Last week the European Commission threatened 12 EU member states with court action if they continue to ignore new EU legislation regulating the release of GMOs into the environment. A new survey released this week backs up the Commission's fears revealing that the number of field trials with genetically modified plants has fallen by about 80 per cent since 1998 in the European Community.
Not totally surprising, the currently valid EU-wide moratorium on cultivating GM plants was the principle culprit for the significant fall in GM crop cultivation. In addition, the Survey, led by Fraunhofer Institute for Systems and Innovation Research ISI, Karlsruhe, highlights the fact that the EU is lagging behind on a global scale with figures revealing that the actual area used for growing genetically modified plants world-wide increased to almost 60 million hectares in 2002.
The reasons for the restraint in Europe are varied. In addition to the moratorium, which was agreed by the EU Council of Environment Ministers in 1999, acceptance of genetically modified products by European consumers is still extremely low. Consumer suspicion has led to considerable market uncertainties for producers. Only the biggest can afford to fight the GM corner with the survey showing that it is primarily multinational, financially strong companies that are active in this area, conducting 65 per cent of all field trials. By contrast, small or medium-sized companies have a meagre 6 per cent share of the market, are more cautious and try to position themselves mainly in niche markets. The remaining releases are conducted by public research bodies, universities or other institutions.
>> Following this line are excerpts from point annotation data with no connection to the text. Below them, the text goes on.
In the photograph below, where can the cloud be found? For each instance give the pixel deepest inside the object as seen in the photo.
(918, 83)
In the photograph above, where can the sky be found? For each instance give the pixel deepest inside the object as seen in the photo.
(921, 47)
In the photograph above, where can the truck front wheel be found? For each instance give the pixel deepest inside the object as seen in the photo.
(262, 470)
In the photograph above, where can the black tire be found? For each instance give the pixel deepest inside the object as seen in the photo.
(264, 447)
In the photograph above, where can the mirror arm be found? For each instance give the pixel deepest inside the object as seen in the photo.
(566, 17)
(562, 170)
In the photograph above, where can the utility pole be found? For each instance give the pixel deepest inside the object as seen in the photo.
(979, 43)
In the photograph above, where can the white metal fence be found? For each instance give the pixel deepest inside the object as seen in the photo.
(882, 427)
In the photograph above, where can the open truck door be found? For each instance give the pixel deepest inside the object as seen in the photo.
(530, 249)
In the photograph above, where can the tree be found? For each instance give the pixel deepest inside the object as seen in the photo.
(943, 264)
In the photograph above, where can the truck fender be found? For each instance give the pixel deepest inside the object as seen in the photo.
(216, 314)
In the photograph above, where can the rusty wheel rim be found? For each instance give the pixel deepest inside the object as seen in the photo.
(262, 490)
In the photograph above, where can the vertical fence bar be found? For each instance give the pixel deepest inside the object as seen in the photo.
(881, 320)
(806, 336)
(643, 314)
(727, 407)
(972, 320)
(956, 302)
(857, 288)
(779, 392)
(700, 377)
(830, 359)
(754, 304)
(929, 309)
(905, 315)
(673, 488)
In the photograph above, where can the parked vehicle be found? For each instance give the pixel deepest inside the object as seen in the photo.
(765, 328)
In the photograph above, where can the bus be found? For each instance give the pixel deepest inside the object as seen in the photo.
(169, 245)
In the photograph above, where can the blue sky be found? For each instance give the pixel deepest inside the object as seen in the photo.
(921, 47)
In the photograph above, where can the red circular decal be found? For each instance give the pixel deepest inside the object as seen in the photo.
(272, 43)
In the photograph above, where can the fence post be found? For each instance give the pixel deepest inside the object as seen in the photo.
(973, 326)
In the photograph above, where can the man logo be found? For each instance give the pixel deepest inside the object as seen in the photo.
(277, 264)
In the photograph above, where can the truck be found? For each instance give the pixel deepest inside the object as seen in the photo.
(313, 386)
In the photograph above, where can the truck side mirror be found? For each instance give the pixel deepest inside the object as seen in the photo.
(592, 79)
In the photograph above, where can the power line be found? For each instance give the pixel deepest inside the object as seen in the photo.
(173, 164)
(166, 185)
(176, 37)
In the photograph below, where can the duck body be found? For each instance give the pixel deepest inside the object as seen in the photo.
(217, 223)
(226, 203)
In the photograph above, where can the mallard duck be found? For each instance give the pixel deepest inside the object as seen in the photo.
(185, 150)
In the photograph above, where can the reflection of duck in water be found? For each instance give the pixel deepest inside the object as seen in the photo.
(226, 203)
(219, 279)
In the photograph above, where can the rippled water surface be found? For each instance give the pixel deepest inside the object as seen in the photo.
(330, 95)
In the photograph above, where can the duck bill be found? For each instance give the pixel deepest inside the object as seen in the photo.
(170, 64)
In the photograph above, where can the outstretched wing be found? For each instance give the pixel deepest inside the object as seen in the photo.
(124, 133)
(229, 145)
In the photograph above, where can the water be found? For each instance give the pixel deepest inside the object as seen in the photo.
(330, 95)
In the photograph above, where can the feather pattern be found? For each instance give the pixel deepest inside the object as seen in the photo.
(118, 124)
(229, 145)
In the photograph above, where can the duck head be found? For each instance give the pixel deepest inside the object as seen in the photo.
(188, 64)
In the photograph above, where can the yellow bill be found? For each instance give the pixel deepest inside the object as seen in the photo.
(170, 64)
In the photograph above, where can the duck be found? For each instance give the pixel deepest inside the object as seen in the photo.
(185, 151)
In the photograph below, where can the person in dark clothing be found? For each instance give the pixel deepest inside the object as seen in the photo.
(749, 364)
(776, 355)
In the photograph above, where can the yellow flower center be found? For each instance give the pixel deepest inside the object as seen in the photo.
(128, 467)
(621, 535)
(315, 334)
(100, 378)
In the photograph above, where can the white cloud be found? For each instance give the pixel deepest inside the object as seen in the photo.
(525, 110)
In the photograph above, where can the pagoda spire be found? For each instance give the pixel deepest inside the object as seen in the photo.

The survey confirms the fact that, as a result of the moratorium, there is a vast back log of GM possibles in the European pipeline. But the Commission hopes that thanks to the new EU Directive passed in October last year, and so far ignored by the majority of EU states, there will be a surge in field tests.
And what of the future? Fraunhofer ISI predicts that producers will at first concentrate on herbicide-tolerant plants and on strengthening resistance to insects and diseases. Plants with health-promoting substances or allergy-reduced plants for human food consumption are probably not to be expected until the next decade.